107.4
Transforming Gender Relations through Women's Activism in South Africa and Senegal

Monday, 11 July 2016: 16:45
Location: Hörsaal III (Neues Institutsgebäude (NIG))
Oral Presentation
Sandrine GUKELBERGER, Sociology, Germany
Women’s activism in South Africa and Senegal strives to transform dominant discourses and to effect institutional change, which remains a slow enterprise overall. Since the 1990s, both countries have adopted decentralisation policies that redefine responsibilities and resources of institutions of local government, and also introduced quotas for women. Hence, these decentralisation policies have institutionally strengthened the political importance of cities, broadened their responsibilities – and also enhanced women’s formal role in politics.

Based on empirical fieldwork, the proposed paper discusses two cases of women’s activism at the level of urban governance in Senegal and South Africa, focusing on the entanglements of social movements with formal politics. I argue that cities as a site of gendered urban governance provides broader insights into changing state-society-relations. The centralisation of power in cities and its social effects turns them into major sites of gendered ‘contentious politics’ (McAdam/Tarrow/Tilly 2001) whose matters often extend beyond municipal affairs, targeting the state and - since the neoliberal shift in the 1990s - supranational institutions.
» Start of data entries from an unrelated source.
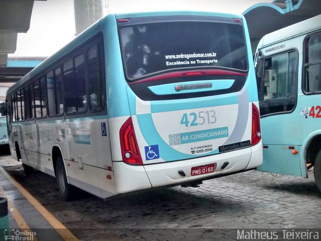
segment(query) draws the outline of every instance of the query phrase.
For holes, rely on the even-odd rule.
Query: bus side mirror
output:
[[[2,116],[7,115],[7,109],[5,106],[1,106],[0,107],[0,113],[1,113]]]

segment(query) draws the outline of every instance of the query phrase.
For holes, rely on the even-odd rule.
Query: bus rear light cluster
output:
[[[252,103],[252,140],[251,145],[254,146],[261,141],[261,124],[260,112],[256,106]]]
[[[131,117],[128,118],[119,131],[121,155],[124,162],[132,165],[142,165]]]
Social movements contain struggles between ‘elites’ with advantaged access to state power and ‘challengers’ with restricted access to formalised channels for political and social change.
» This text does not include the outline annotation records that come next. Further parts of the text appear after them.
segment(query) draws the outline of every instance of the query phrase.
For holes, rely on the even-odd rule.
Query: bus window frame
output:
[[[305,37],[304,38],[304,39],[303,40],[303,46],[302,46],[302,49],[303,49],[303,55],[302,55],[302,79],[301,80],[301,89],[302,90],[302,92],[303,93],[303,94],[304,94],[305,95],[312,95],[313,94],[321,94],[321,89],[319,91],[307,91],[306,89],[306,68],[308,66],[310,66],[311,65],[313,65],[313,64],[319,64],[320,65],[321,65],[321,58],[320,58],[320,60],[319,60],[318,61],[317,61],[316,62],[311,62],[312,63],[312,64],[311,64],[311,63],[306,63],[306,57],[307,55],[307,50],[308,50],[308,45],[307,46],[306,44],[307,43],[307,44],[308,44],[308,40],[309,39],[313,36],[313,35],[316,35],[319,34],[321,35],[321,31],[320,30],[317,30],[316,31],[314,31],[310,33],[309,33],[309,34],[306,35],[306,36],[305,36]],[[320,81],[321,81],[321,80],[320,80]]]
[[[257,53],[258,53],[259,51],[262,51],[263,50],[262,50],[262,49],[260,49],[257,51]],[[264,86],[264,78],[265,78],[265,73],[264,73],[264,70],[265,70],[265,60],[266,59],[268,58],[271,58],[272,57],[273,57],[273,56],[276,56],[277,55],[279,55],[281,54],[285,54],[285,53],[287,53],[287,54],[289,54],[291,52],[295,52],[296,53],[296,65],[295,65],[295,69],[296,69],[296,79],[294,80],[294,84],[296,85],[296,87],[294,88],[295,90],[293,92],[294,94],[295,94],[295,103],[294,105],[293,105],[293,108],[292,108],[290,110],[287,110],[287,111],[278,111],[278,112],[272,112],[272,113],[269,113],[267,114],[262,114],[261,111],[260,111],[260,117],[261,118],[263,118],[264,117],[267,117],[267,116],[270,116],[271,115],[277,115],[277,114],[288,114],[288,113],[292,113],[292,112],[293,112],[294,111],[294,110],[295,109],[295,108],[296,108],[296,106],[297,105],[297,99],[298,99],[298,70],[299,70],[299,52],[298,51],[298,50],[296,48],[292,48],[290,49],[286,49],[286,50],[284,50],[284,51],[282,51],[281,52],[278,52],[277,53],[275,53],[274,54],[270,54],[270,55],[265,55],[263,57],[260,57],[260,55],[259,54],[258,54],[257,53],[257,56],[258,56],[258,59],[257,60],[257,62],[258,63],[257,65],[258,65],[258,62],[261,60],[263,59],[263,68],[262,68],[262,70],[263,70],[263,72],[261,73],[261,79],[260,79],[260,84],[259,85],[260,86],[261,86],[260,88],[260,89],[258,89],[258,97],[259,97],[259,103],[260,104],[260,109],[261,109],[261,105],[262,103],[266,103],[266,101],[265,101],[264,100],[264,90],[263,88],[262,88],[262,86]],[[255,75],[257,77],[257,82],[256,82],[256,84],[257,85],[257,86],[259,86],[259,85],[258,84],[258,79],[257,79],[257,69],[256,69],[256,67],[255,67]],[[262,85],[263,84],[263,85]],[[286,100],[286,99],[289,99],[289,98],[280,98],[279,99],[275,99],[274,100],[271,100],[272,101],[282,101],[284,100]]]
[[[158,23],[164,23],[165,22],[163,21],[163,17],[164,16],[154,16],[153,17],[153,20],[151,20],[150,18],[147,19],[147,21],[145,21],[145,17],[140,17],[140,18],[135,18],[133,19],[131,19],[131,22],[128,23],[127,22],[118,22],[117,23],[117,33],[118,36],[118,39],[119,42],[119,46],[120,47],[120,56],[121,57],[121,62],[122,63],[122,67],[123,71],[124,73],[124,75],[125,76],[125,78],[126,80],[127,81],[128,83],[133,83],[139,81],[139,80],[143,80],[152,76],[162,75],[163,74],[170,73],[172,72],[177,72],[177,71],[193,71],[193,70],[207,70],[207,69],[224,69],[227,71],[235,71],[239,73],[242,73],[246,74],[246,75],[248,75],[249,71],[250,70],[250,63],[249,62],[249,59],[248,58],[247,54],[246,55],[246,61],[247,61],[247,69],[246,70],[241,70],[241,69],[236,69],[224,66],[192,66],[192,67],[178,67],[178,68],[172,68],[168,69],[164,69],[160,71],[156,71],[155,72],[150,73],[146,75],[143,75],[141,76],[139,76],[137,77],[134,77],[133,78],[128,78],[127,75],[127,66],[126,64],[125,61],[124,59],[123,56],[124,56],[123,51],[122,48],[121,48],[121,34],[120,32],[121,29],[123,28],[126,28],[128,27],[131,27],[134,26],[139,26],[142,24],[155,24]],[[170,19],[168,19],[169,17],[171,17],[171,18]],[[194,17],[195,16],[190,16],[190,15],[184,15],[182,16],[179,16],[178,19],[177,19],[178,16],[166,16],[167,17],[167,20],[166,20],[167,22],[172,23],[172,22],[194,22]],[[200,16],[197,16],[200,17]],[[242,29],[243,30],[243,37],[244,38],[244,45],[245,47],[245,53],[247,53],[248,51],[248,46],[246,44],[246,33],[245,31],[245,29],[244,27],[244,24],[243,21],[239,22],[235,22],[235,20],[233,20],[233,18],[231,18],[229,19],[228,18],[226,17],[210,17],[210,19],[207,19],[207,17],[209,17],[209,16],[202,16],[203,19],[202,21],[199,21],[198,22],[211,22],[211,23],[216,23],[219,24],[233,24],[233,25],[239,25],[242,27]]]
While social movements – in all their diversity otherwise – are generally thought to act in opposition to the state, especially since they are not bound to it by contractual requirements like NGOs (deWet 2012), I will show how women activists in urban Senegal and South Africa maintain a dual positioning, which enables them to pursue both assimilative and confrontational strategies of engaging with the (local) state. Departing from the particular historical and social context of each country, the paper aims to identify similarities across women’s activism.